Intercellular junctions in oral epithelial cells: ultrastructural and immunological aspects.

The activation of the molecular cascade leading to Ca++ -induced differentiation in cultured epithelial cells might be provided by the establishment of intercellular junctions between cells. In the present paper, we tested the hypothesis that Ca++ concentration would determine morphological and biochemical changes in intercellular junctions of cultured human gingival cells. Triplicate samples of monolayer cultures of human oral gingival cells were grown with two different Ca++ concentrations (0.3 and 1.8 mM), and examined by transmission (TEM) and scanning (SEM) electron microscopy at different time periods. To determine the role of the E-cadherin/beta-catenin complex in intercellular junction formation, oral epithelial cell cultures were grown in 0.3 mM Ca++ in presence of a blocking antibody anti human E-cadherin, stained with antibodies anti human beta-catenin, and examined by confocal laser scanning microscopy (CLSM). By TEM and SEM, cells grown at physiologic Ca++ concentrations (i.e., 1.8 mM) showed a subjective increase of the size of microvilli and of the number of intercellular junctions, which was more evident after 3 days in culture. Desmosome-like junctions were observed in cells grown in 1.8 mM Ca++, not in cells grown in 0.3 mM. By CLSM, development of intercellular adhesion was marked by membranous localization of E-cadherin and beta-catenin within the first hours in both culture types.
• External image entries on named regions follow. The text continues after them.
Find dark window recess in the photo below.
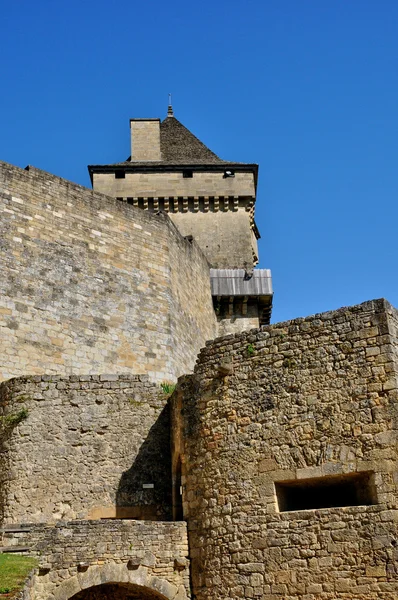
[275,472,377,512]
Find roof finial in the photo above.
[167,94,174,117]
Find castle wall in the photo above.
[0,375,171,523]
[2,520,190,600]
[176,300,398,600]
[0,163,217,381]
[93,171,258,269]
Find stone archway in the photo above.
[50,563,187,600]
[70,583,167,600]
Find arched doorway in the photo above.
[70,583,168,600]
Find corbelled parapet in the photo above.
[172,300,398,600]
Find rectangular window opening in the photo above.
[275,472,377,512]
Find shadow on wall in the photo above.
[116,404,172,521]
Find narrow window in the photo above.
[275,472,377,512]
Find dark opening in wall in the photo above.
[275,472,377,512]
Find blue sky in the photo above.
[0,0,398,322]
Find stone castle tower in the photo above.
[89,106,272,333]
[0,109,398,600]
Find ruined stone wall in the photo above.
[0,375,171,523]
[176,300,398,600]
[0,163,217,381]
[2,520,190,600]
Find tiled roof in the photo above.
[88,114,257,172]
[160,116,224,164]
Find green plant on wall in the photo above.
[0,408,29,430]
[246,344,254,356]
[0,554,37,598]
[160,381,176,396]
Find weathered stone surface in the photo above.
[0,162,217,381]
[176,300,398,600]
[0,375,171,520]
[7,520,190,600]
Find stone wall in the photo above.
[0,163,217,381]
[2,520,190,600]
[176,300,398,600]
[0,375,171,523]
[93,170,258,269]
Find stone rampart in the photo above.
[0,163,217,381]
[0,375,171,523]
[0,520,190,600]
[173,300,398,600]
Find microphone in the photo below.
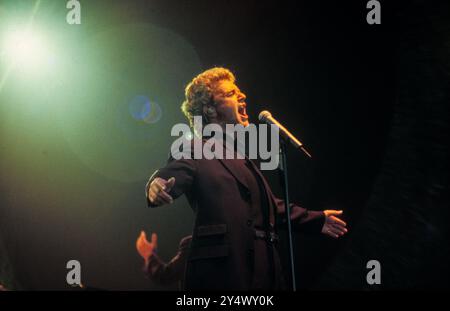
[258,110,312,158]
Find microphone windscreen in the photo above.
[258,110,272,122]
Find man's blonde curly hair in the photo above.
[181,67,236,127]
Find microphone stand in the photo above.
[279,139,297,292]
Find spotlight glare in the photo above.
[2,30,48,68]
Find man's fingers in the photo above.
[325,209,343,217]
[148,189,173,205]
[158,191,173,204]
[327,227,344,238]
[166,177,175,192]
[152,179,166,191]
[331,224,348,233]
[152,233,158,248]
[330,216,347,226]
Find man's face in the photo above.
[213,80,249,126]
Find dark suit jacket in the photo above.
[146,140,324,290]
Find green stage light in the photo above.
[3,29,48,69]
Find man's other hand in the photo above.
[322,210,348,239]
[147,177,175,206]
[136,230,158,263]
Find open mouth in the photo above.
[238,105,248,121]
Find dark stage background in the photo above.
[0,1,450,290]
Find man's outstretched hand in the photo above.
[136,230,158,263]
[322,210,348,239]
[147,177,175,206]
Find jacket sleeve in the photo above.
[145,144,197,207]
[274,197,325,233]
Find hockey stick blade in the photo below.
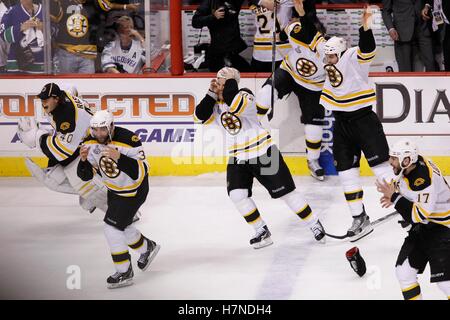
[325,211,398,242]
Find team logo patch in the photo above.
[295,58,317,77]
[66,13,89,38]
[414,178,425,187]
[59,122,70,130]
[220,112,242,136]
[325,64,344,88]
[99,157,120,179]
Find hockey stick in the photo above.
[325,211,398,242]
[267,0,278,121]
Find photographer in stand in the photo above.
[192,0,250,72]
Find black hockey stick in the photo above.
[267,1,277,121]
[325,211,398,242]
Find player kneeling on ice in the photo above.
[77,110,160,288]
[195,67,325,249]
[17,83,106,212]
[377,139,450,300]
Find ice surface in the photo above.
[0,174,445,299]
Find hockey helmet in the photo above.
[216,67,241,83]
[324,37,347,57]
[389,139,419,169]
[91,110,114,128]
[90,110,114,140]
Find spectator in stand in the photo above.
[102,16,145,73]
[192,0,251,72]
[382,0,436,72]
[422,0,450,71]
[0,1,9,73]
[51,0,139,73]
[0,0,44,73]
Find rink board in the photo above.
[0,73,450,176]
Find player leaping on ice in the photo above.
[195,67,325,249]
[320,7,393,241]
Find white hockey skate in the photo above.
[250,226,273,249]
[308,160,325,181]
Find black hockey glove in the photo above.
[345,247,366,277]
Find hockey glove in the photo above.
[345,247,366,277]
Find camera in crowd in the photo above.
[222,1,237,16]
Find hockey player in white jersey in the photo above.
[195,67,325,249]
[102,16,145,73]
[249,0,294,72]
[377,139,450,300]
[320,8,393,240]
[77,110,160,289]
[256,0,325,180]
[17,83,107,212]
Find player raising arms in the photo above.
[17,83,107,212]
[377,139,450,300]
[256,0,325,180]
[195,67,324,249]
[77,110,159,288]
[320,7,393,240]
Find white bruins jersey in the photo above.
[102,39,145,73]
[397,156,450,228]
[320,47,376,112]
[196,90,273,160]
[84,127,149,197]
[250,5,292,62]
[40,91,93,162]
[281,19,325,91]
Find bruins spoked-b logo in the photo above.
[220,112,242,136]
[295,58,317,77]
[99,157,120,179]
[66,13,89,38]
[325,64,344,88]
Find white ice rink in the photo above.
[0,174,445,300]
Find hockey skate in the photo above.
[250,226,273,249]
[133,211,142,223]
[106,263,134,289]
[138,238,161,271]
[308,160,325,181]
[310,220,325,243]
[347,210,373,242]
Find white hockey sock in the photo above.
[281,191,318,227]
[339,168,364,217]
[124,225,147,254]
[104,223,131,273]
[305,124,322,160]
[395,259,422,300]
[230,189,266,230]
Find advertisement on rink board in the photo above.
[0,77,450,175]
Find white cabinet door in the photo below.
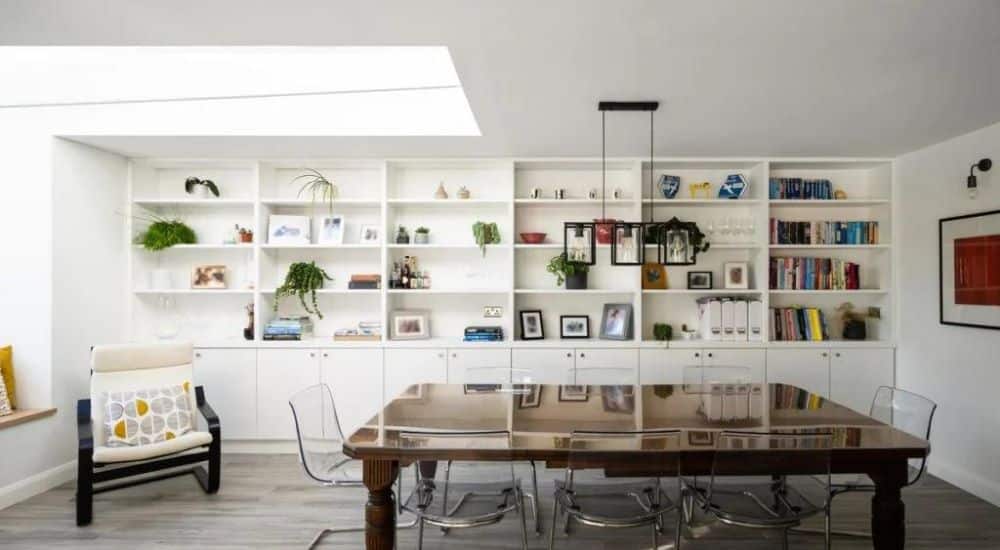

When cell-cell adhesion was prevented, cells showed round shape and no membranous localization of beta-catenin. Restoring cell adhesion brought about polygonal cell shape and membranous localization of beta-catenin. We can conclude that increased Ca++ concentration may determine biochemical and morphological changes at membranous level in human oral epithelial cells. These changes may facilitate the development of intercellular junctions.